What “The Crown” presents is really a human issue. The show has always upheld the British monarchy as an ideal, a moral model for Britons to follow as good and virtuous citizens. Because of the human tendency toward vice, we all need people higher than ourselves — culturally, politically, spiritually — to demonstrate for us how we should live. But sometimes those above us struggle, too.
“The Crown” handles this tension remarkably. One of the highlights of the third season is the queen’s oddly calm yet stiff meetings with Prime Minister Harold Wilson (Jason Watkins). In episode three, “Aberfan,” the queen wrestles with her inability to show emotion after an industrial accident tragically kills more than 100 children.

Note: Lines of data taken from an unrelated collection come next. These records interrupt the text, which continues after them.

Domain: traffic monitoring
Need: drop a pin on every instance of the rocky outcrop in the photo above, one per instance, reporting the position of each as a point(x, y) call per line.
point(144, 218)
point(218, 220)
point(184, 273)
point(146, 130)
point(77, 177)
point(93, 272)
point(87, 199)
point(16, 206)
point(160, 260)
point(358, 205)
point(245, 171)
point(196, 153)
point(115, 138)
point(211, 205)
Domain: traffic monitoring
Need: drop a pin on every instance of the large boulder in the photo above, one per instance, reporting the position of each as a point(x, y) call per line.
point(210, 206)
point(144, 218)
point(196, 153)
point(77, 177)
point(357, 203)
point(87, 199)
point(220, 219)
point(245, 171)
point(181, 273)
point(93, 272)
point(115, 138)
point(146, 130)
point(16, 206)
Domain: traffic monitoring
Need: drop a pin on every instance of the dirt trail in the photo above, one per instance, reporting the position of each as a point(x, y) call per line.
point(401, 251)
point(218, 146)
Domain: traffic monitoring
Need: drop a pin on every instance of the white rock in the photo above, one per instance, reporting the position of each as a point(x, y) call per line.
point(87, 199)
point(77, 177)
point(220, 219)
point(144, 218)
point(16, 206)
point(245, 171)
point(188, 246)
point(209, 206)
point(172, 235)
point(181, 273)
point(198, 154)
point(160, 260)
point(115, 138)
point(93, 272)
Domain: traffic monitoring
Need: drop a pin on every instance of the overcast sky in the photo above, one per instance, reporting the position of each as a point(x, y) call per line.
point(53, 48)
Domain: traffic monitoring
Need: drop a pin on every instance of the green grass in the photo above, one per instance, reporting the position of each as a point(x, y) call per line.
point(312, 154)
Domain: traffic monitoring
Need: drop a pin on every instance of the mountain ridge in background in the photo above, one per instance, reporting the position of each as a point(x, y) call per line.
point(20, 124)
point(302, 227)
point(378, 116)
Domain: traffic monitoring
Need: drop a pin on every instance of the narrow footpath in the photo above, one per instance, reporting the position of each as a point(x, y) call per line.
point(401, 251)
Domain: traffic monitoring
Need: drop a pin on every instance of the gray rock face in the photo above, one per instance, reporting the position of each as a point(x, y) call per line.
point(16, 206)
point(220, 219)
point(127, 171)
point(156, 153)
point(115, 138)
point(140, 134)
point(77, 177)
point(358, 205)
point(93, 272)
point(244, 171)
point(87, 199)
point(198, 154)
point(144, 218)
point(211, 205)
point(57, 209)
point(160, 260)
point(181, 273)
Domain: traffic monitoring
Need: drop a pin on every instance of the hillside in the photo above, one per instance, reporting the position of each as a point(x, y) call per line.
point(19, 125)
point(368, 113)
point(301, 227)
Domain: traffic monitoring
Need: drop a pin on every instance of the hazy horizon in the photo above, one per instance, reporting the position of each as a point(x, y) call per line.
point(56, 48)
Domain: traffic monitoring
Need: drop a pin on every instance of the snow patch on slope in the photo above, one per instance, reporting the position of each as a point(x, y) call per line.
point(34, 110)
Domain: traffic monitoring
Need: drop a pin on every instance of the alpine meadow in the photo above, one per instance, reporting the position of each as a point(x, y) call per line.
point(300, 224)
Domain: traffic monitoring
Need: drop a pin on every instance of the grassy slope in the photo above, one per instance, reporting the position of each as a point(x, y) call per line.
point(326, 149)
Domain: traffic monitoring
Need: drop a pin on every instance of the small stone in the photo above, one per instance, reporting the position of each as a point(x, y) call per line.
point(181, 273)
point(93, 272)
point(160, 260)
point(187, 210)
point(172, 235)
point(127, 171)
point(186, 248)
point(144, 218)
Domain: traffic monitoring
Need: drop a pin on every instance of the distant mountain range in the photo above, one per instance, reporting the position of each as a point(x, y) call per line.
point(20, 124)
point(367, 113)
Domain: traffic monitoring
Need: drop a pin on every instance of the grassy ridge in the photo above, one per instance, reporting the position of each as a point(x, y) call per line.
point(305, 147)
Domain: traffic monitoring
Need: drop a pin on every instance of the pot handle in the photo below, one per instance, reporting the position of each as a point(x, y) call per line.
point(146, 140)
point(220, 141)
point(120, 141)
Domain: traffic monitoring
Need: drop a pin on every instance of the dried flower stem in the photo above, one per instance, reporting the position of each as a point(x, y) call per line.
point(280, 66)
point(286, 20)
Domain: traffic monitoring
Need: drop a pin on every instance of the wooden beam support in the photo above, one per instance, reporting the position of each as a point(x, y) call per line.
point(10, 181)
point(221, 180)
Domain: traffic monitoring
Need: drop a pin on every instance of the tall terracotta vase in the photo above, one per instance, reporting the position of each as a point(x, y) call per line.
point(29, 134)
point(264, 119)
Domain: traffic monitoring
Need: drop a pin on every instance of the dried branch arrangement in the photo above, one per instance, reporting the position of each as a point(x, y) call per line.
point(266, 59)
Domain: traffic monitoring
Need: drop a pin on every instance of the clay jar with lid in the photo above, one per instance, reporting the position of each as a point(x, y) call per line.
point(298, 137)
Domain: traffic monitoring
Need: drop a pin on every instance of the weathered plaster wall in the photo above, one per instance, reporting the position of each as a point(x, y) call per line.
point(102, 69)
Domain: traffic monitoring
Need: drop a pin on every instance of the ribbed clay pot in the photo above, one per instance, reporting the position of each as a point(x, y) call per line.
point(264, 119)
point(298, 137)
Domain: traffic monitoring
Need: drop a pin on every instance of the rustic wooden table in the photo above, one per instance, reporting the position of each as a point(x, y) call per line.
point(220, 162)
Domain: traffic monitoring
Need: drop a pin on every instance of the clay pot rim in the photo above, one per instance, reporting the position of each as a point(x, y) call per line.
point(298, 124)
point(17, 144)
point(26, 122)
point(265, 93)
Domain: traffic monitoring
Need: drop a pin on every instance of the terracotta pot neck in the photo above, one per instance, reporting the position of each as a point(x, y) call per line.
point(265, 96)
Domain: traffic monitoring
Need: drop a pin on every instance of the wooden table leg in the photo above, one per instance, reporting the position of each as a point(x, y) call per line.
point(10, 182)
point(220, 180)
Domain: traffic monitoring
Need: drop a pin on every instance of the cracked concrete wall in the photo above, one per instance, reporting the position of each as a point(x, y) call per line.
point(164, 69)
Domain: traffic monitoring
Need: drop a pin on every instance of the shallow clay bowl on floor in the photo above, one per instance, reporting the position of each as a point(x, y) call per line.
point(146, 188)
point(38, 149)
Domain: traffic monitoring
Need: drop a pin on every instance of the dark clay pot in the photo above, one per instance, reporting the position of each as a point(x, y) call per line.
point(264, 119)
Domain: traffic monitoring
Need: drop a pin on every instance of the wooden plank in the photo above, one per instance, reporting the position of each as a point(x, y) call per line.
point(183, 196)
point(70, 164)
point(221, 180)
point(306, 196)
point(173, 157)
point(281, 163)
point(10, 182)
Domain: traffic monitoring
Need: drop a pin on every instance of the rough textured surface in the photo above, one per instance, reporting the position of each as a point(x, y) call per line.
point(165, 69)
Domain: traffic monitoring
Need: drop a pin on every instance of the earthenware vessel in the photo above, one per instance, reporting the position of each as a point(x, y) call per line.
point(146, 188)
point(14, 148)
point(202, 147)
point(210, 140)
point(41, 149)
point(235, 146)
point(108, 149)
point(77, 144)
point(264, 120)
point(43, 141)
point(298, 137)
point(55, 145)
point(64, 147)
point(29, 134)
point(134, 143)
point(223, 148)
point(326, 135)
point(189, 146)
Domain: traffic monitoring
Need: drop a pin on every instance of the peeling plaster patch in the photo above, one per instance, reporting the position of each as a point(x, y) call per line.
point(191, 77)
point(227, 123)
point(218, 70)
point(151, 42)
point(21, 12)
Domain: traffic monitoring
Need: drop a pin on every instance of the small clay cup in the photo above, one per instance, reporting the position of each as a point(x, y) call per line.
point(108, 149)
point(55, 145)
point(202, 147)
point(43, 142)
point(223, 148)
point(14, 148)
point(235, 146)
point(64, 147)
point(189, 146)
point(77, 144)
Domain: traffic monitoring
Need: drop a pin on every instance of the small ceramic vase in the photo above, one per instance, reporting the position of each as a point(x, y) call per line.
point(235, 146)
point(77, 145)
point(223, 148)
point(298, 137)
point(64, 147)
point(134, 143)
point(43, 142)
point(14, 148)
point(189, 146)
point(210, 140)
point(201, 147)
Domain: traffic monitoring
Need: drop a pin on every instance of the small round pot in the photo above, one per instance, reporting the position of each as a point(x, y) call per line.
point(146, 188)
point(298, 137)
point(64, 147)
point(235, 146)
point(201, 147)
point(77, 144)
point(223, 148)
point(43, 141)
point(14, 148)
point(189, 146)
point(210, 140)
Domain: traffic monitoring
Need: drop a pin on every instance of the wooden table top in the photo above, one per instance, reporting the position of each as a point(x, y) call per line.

Wilson points out that the average working man sees him as an ideal socialist, though he is “a privileged Oxford don, not a worker.” Even if leaders are not actually ideals themselves, they must work to seem so, in order to inspire their people.
In the same way, Wilson says the people don’t want the royal family to be normal. They want them to be ideal (to which Elizabeth retorts that “only God is ideal”).
“We can’t be everything to everyone and still be true to ourselves. We do what we have to do as leaders. That’s our job,” Wilson says.
Here lies the central struggle which “The Crown” examines. We can’t entirely sacrifice our individuality for the sake of doing our duty. As much as leaders need to strive to represent ideals, they will fall short.
But when it comes to serving our country at large or just our local community, we should be willing to set aside our own wants and desires for the sake of others. It’s this reality which ensures that “The Crown” remains not only entertaining but edifying.